ソースの味はどこから持ってくるか|副産物・仕込み・即席の3つの選び方

フランス料理 日本料理

ソースの味は、必ずどこかから持ってきています。素材から出たものか、別に仕込んだものか、その場で混ぜたものか。

そして出所によって、できるまでの時間がまったく違います

味の出所は3つしかない

出所何を使うかできるまで作り置き代表例
A 素材の副産物焼いた鍋底の焦げ・煮汁4〜5分✕ その一皿限りデグラッセ、パンソース
B 仕込んだベースフォン・出汁・母ソース前日からフランスの母ソース和のかえし
C その場で組む調味料・薬味・おろし数十秒✕ 酵素が生きているポン酢、ドレッシング、薬味

時間軸が3つとも違うのが決定的です。A は仕込みゼロで4〜5分。B は前日からの仕込みが要る代わりに営業中は速い。C は数十秒でできるが作り置きできない。

主素材の調理法が、使える手を決めてしまう

どれを選ぶかは好みではありません。主素材をどう加熱したかで決まります。

調理法鍋に何が残るか使える手
焼く・炒める鍋底に焦げA が最も濃い。使わないのは損
煮る煮汁そのものA と料理が一体。別に用意しなくていい
蒸す・茹でる薄い汁だけB か C を持ってくる
何もないC のみ

「なぜ蒸し魚には別にソースを用意するのか」「なぜステーキは鍋に残った汁で足りるのか」——これで一本の理屈になります。

つまり献立を決めた時点で、使えるソースの系統は絞られています

fond は「鍋底の焦げ」と「出汁」の両方を指す

A と B は別系統に見えますが、フランス語では同じ語で呼ばれます

fond は「鍋底に残った焦げ」でもあり、「仕込んだ出汁(fond de veau)」でもあります。もとの意味は「土台」です。

つまりその場で回収する土台と、仕込んでおく土台の違いにすぎません。どちらも料理の味の土台だから、同じ語になった。
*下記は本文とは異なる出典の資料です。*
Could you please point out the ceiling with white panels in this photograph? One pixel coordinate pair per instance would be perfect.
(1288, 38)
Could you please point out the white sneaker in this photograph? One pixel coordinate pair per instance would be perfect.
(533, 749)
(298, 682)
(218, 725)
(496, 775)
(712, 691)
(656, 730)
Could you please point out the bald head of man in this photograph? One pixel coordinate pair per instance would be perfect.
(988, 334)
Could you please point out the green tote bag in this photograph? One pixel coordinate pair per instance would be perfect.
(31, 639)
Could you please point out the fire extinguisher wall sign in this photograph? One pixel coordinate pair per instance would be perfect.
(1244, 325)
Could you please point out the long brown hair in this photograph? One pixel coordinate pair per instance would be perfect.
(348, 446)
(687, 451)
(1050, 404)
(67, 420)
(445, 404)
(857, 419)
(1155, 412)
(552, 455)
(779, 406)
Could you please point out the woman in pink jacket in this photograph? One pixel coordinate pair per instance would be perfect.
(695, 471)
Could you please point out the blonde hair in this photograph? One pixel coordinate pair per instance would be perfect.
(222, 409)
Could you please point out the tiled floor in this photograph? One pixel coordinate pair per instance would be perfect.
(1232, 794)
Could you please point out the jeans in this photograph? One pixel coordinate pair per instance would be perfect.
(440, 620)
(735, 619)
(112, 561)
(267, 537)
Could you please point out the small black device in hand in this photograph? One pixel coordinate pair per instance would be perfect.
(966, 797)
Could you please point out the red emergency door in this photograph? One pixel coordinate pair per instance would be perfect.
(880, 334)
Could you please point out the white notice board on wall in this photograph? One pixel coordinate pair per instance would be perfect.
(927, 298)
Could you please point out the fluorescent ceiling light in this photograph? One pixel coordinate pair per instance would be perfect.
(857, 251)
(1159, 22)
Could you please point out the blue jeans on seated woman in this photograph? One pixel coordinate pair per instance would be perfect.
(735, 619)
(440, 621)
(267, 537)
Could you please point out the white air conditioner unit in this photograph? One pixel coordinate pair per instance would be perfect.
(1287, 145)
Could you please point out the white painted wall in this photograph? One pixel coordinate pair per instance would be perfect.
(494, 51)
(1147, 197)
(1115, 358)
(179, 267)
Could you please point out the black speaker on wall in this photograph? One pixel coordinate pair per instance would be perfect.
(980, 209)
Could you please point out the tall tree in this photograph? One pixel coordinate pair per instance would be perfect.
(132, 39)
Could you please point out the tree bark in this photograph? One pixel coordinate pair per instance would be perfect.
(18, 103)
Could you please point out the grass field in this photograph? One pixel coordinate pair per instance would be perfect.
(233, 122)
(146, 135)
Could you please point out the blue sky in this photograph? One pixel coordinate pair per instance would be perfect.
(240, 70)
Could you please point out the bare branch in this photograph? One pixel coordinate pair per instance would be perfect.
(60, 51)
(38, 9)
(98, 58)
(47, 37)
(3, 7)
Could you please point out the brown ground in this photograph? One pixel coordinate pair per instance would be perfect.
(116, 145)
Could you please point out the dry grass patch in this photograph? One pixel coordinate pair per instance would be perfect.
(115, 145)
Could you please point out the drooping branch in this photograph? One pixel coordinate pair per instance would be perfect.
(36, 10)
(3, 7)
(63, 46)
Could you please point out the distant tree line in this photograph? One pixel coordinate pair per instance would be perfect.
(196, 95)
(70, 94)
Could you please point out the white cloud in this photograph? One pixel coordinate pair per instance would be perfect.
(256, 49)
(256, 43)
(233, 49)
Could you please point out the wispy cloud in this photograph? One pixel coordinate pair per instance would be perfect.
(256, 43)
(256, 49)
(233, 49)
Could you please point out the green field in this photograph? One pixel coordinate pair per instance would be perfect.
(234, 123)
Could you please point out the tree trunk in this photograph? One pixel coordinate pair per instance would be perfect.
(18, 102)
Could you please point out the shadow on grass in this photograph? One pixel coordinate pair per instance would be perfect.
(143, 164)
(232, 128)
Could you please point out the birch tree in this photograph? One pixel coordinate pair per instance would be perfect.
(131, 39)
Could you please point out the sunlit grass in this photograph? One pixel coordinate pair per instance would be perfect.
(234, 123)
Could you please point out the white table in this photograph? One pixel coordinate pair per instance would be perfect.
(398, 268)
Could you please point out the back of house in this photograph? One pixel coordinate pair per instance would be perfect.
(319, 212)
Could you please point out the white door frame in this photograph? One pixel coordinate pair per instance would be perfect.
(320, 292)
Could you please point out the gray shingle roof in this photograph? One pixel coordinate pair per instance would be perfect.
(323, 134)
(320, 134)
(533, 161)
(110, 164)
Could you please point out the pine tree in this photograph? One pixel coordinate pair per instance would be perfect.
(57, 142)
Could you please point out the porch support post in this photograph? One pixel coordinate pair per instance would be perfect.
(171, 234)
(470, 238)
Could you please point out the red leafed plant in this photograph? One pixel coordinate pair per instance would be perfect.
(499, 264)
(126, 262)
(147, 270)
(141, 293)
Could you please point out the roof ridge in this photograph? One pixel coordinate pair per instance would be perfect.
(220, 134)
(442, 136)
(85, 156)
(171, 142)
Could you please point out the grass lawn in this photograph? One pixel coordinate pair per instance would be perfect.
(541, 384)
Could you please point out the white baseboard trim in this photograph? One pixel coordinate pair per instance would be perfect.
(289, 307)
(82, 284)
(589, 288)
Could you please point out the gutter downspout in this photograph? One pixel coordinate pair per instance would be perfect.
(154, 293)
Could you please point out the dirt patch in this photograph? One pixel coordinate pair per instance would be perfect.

実際、フランスの母ソースのうち複数は fond とデグラッセを土台に組み立てられています。A と B は連続しています。

文化によって「記憶するもの」が違う

同じ B(仕込んだベース)でも、フランスと和食では記憶の形が違います。

記憶するもの名前が指すもの
フランス母ソースという実体ベシャメル・ヴルーテ=実体
和食割合という数字二杯酢・三杯酢=構成の数

違いは仕込みの重さから来ています。母ソースはフォンがなければ始まりませんが、合わせ酢は調味料さえあればその場で作れる。だから記憶するものが実体ではなく数字になったと読めます。

そして和食には B と C が併存しています。かえしや煮切り醤油は仕込む系、合わせ酢はその場で組む系。同じ料理文化の中に両方あります。

選ぶ順番

  1. 主素材をどう加熱するか — 焼くなら A が使える。蒸す・生なら B か C
  2. 時間があるか — 仕込みができるなら B。今すぐなら A か C
  3. 作り置きするか — B だけが作り置ける。A と C は提供直前に作る

この3つで系統が決まります。あとは濃度をどうつけるかを選べば、ソースの設計は終わりです。